Sep 19, 2013
Gaming fans worldwide are often split by their favouritism between PC gaming and consoles. PC gaming is often named ‘elitist’, whereas consoles are viewed as more casual. Gabe Newell has come out to say that he believes that the PC holds the most potential, and is where innovation occurs within the gaming industry. A gaming messiah to some, it seems Steam can currently do no wrong.
“It’s not on the consoles, it’s not on any of the closed systems where any of the innovation is happening; it’s happening to the extent to which openness is embraced by the underlying platform.”
Gabe believes that openness is equivalent to innovation, as anything is possible. This is why Valve have opted for a Linux-based Steam Box, with other platforms being too constrictive, resisting innovating for the future. They plan to unify the mobile, desk, and living room experiences through Linux. Of course, he is inclined to state that PC gaming is the best experience possible, yet bias aside, the man has a lot of logic on his side.
Devices such as tablets, smart phones, and smart TV’s all challenge the PC. They provide easy access to apps and websites you previously needed to boot your computer up for. And because of this, unless a PC is needed for a specifically lengthy or technical job, people are not using their PC’s. And with this, comes a lack of sales as the alternatives prove to be much more promising, and aesthetically more appealing than the classic powerhouse computer. People just don’t seem to want to sit at a desk anymore when you can browse on a different device in the palm of your hand. PC sales are in double digit declines, and despite all this, Steam is on the up. Gabe claims that Steam is “going up 76% year over year”, despite the recent trends in hardware. Something quite extraordinary.

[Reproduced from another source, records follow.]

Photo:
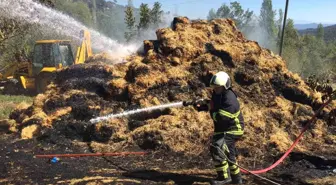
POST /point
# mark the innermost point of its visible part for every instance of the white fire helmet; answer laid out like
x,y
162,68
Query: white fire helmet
x,y
221,79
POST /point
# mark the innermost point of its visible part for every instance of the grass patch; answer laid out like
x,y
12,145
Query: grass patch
x,y
8,104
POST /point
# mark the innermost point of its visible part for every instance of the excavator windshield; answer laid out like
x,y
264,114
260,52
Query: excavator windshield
x,y
51,55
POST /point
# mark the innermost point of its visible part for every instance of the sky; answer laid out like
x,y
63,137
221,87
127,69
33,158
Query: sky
x,y
301,11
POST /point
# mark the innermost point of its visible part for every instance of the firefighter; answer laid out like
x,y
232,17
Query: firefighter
x,y
228,128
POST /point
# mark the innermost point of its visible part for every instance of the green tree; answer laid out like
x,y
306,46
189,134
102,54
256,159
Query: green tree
x,y
279,26
156,15
267,20
212,14
130,3
130,22
144,17
291,46
320,32
235,11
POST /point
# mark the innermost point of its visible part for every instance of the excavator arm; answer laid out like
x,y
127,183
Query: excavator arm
x,y
84,51
8,71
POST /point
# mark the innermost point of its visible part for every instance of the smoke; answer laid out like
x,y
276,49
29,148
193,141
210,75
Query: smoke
x,y
257,33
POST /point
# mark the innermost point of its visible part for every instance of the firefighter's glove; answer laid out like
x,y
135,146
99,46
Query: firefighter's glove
x,y
201,105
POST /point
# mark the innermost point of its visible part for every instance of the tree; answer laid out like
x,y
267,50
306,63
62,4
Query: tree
x,y
156,15
291,47
279,26
144,17
267,22
130,3
130,22
235,11
212,14
320,32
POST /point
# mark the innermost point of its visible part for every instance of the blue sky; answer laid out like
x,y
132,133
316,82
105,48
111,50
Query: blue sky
x,y
302,11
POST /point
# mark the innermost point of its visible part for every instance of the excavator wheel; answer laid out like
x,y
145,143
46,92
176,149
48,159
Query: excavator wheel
x,y
42,81
13,87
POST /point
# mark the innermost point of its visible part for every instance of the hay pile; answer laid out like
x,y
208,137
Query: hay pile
x,y
176,67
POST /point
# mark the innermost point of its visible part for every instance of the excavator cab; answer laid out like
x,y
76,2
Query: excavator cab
x,y
48,56
51,54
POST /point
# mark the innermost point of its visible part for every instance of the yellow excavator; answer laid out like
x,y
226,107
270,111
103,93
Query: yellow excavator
x,y
48,56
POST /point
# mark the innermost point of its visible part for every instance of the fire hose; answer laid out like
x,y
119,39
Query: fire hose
x,y
312,120
256,172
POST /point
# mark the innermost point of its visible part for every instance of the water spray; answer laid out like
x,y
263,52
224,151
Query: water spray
x,y
50,19
137,111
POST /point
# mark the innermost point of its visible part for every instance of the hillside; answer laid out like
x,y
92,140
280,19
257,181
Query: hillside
x,y
309,26
329,33
177,66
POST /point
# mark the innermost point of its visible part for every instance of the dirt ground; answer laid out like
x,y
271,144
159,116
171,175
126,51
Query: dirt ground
x,y
21,167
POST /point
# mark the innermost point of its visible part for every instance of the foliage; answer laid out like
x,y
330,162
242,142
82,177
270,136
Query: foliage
x,y
267,22
130,22
145,17
156,15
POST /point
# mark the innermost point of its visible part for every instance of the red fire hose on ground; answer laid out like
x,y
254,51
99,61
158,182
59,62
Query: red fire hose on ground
x,y
254,172
312,120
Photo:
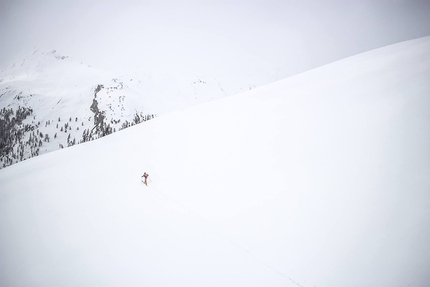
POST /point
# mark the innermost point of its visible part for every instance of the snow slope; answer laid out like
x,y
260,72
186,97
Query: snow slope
x,y
321,179
71,102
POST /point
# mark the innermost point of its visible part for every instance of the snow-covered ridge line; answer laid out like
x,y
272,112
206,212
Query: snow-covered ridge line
x,y
317,180
71,102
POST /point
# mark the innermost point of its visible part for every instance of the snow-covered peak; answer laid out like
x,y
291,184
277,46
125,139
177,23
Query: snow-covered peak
x,y
321,179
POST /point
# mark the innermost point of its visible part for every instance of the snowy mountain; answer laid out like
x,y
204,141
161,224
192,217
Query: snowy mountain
x,y
49,101
321,179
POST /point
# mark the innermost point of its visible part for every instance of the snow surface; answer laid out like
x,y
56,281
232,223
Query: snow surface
x,y
321,179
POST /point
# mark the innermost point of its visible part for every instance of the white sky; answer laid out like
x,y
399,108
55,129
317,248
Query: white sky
x,y
222,38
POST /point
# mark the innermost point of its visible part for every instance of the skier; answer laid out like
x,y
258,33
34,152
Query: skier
x,y
145,175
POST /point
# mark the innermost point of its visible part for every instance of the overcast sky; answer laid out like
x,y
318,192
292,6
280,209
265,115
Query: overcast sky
x,y
223,38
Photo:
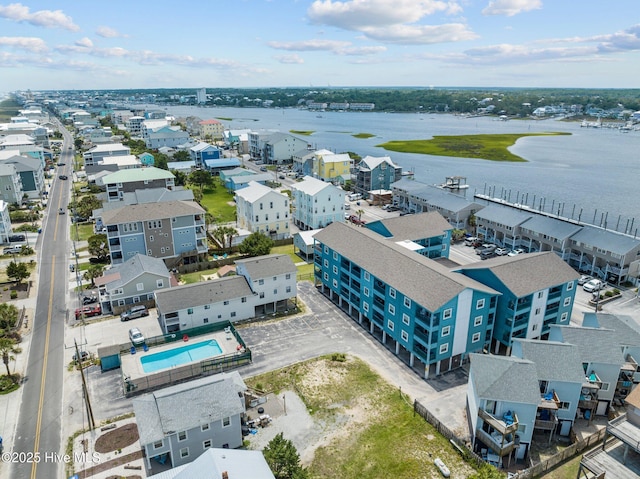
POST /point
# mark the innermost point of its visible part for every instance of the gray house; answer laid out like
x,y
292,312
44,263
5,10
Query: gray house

Yet as the casual and mobile market expands, this questions whether the console is rendered more serious. People who previously bought a Wii for example, may be quite content with playing puzzle games on their iPad. So does that leave console users as a more serious gaming community? When consoles are costing from £350 to £450, it may put off those who are not dedicated to gaming. However, people may also question why they don’t just buy a better computer, and be able to play the same games on there, (except exclusives, of course).
As a platform, the PC allows pretty much anyone to develop and release their own independent game. And Valve is attempting to help this process, with Steam Greenlight. With this, comes a lot of new ideas that AAA titles, mostly released on consoles, cannot replicate. This is partly due to the financial risks, but when games are such huge hits, business is more important than money. But indie gamers who want to make a game for fun are at home on the PC, and have been doing so for some time. It is only with the release of the PS4 and Xbox One that Sony and Microsoft are making a big deal out of indie gaming. Sony dedicated 90 minutes to discussing indie gaming at Gamescom, and is sure to explode. Yet this is old news for those on the PC, years ahead of their console counterparts.
Digital distribution, as a method of selling games, was pioneered by the PC gaming market. Steam, Gabe’s distribution service under the Vavle moniker, was one of the first to offer such a model, and is a colossal success. Also, the free-to-play model that is becoming so popular on smart devices and on consoles, originates from the world of computer gaming. This trend is sure to continue into the next-generation, as many free-to-play games are available at launch, such as PS4’s Warframe and Driveclub. The concept of social gaming, with online multiplayer and co-operative games online only truly made a debut on current consoles, with the original Xbox and PS2 online capabilities being limited. The first console to attempt this, the Dreamcast, was nothing short of a failure. Yet the PC had this function for years. Also, MMO’s are becoming popular on consoles just now, again transferring from the PC, where the genre has been a staple for an age, with games like World of Warcraft and Everquest. Again, next-gen systems are finally getting the true MMO experience, with The Elder Scrolls Online, and recently Final Fantasy XIV: A Realm Reborn.
These facts show that there is truth to the matter, whatever your opinion on innovation in the industry. If the last few decades tell us anything, then it’s that innovation has largely been made on the PC, with current gaming trends having been commonplace on the PC for quite some time now. Lacking any mystic foresight, it seems Gabe may be correct when he explores how this is sure to continue.
Gabe Newell thinks that it is the innovation of the PC gaming market that has allowed his company to expand whilst the hardware it relies on is becoming less popular. Despite this, they are future-proofing the company to some extent, as news of the Steam Box is fairly imminent, moving their gaming experience from the desk to the comforts of the sofa, on your television. The Big Picture mode is just the start, allowing functionality with a controller, and easier access to your games. Recently they announced Family Sharing, responding to gamers outcries of being unable to lend digital copies of games, and also opening up to ‘borrowing’ games from friends. This could pave the way for rendering the physical format obsolete.
These are bold new moves from the company, and is something that console creators have not considered. If this trend continues, perhaps Sony or Microsoft will adopt it in the near future. Steam is now fully established as software and a digital distribution service, and is genuinely adored by the community. It seems now, if they focus on hardware, and overcome the lackluster appeal of the PC, then their legacy is sure to continue.